Barbosa Maria J, Wijffels René H
Food and Bioprocess Engineering Group, Wageningen University, PO Box 8129, 6700 EV Wageningen, The Netherlands.
Biotechnol Bioeng. 2004 Jan 5;85(1):78-85. doi: 10.1002/bit.10862.

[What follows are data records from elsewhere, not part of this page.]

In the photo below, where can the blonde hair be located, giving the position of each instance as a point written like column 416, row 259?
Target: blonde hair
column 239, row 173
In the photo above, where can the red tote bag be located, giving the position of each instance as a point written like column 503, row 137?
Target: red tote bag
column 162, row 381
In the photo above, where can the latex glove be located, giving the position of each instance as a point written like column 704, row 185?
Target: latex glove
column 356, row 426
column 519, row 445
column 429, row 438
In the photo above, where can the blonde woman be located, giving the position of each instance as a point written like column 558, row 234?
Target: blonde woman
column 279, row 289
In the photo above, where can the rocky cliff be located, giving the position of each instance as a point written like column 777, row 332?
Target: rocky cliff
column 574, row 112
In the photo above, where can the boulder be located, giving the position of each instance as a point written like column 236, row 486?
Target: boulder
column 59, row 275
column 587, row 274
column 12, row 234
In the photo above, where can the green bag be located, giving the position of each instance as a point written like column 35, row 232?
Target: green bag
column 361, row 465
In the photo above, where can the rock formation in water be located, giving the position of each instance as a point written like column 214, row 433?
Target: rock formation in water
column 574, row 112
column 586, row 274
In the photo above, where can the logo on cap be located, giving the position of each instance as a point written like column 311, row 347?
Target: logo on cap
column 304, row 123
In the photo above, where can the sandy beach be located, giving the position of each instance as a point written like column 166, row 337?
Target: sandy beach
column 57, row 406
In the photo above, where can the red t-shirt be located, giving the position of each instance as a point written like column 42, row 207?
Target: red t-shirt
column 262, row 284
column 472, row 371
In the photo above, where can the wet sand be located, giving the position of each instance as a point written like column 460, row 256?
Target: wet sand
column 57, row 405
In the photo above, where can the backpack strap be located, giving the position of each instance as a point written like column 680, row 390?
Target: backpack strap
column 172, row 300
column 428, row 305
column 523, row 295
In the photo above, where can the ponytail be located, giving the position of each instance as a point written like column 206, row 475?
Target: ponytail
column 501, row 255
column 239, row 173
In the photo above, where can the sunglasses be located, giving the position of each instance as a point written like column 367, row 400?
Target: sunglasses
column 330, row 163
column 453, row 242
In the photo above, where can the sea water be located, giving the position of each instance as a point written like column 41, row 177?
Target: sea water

In the present work we identified and quantified the effect of hydrodynamic stress on two different microalgae strains, Dunaliella tertiolecta and D. salina, cultivated in bench-scale bubble columns. The cell death rate constant increased with increasing gas-entrance velocity at the sparger. Dunaliella salina was slightly more sensitive than D. tertiolecta. The critical gas-entrance velocities were approximately 50 and 30 m s(-1) for D. tertiolecta and D. salina, respectively. The effects of gas-flow rate, culture height, and nozzle diameter on the death rate constant were also studied. From these results it was concluded that bubble rising and bubble bursting are not responsible for cell death. Regarding nozzle diameter, small nozzles were more detrimental to cells. The bubble formation at the sparger was found to be the main event leading to cell death.
在本研究中,我们确定并量化了水力应力对在实验室规模鼓泡塔中培养的两种不同微藻菌株——三角褐指藻(Dunaliella tertiolecta)和盐生杜氏藻(D. salina)的影响。细胞死亡率常数随着分布器处气体入口速度的增加而升高。盐生杜氏藻比三角褐指藻稍敏感。三角褐指藻和盐生杜氏藻的临界气体入口速度分别约为50和30 m s⁻¹。还研究了气体流速、培养高度和喷嘴直径对死亡率常数的影响。从这些结果可以得出结论,气泡上升和气泡破裂不是细胞死亡的原因。关于喷嘴直径,小喷嘴对细胞更有害。发现分布器处的气泡形成是导致细胞死亡的主要因素。